Fixed versus adjustable rate loans
With a fixed-rate loan, your payment remains the same for the life of the mortgage. The amount that goes for your principal (the amount you borrowed) will go up, but your interest payment will go down accordingly. The property taxes and homeowners insurance which are almost always part of the payment will increase over time, but in general, payment amounts on fixed rate loans change little over the life of the loan.
When you first take out a fixed-rate loan, the majority your payment goes toward interest. This proportion gradually reverses as the loan ages.
Borrowers can choose a fixed-rate loan to lock in a low interest rate. People choose fixed-rate loans when interest rates are low and they wish to lock in at the lower rate. If you have an Adjustable Rate Mortgage (ARM) now, refinancing into a fixed-rate loan can provide more monthly payment stability. If you have an Adjustable Rate Mortgage (ARM) now, we'll be glad to help you lock in a fixed-rate at the best rate currently available. Call Custom Lending Group at (707) 252-2700 for details.
Adjustable Rate Mortgages — ARMs, come in many varieties. ARMs usually adjust every six months, based on various indexes.

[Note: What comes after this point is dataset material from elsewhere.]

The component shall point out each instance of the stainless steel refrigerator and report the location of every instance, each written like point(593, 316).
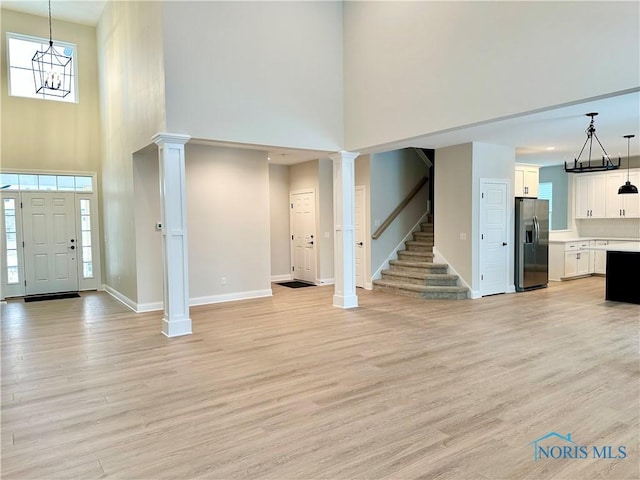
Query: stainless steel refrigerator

Most ARM programs have a "cap" that protects borrowers from sudden increases in monthly payments. Some ARMs won't increase more than 2% per year, regardless of the underlying interest rate. Sometimes an ARM features a "payment cap" which guarantees that your payment won't go above a certain amount in a given year. Most ARMs also cap your interest rate over the life of the loan.
ARMs most often feature the lowest rates at the start of the loan. They usually guarantee the lower rate for an initial period that varies greatly. You've likely read about 5/1 or 3/1 ARMs. For these loans, the introductory rate is set for three or five years. It then adjusts every year. These loans are fixed for 3 or 5 years, then they adjust after the initial period. Loans like this are best for people who anticipate moving within three or five years. These types of ARMs benefit borrowers who plan to sell their house or refinance before the initial lock expires.
Most people who choose ARMs choose them because they want to get lower introductory rates and do not plan to remain in the home for any longer than this initial low-rate period. ARMs can be risky in a down market because homeowners could be stuck with increasing rates if they can't sell or refinance at the lower property value.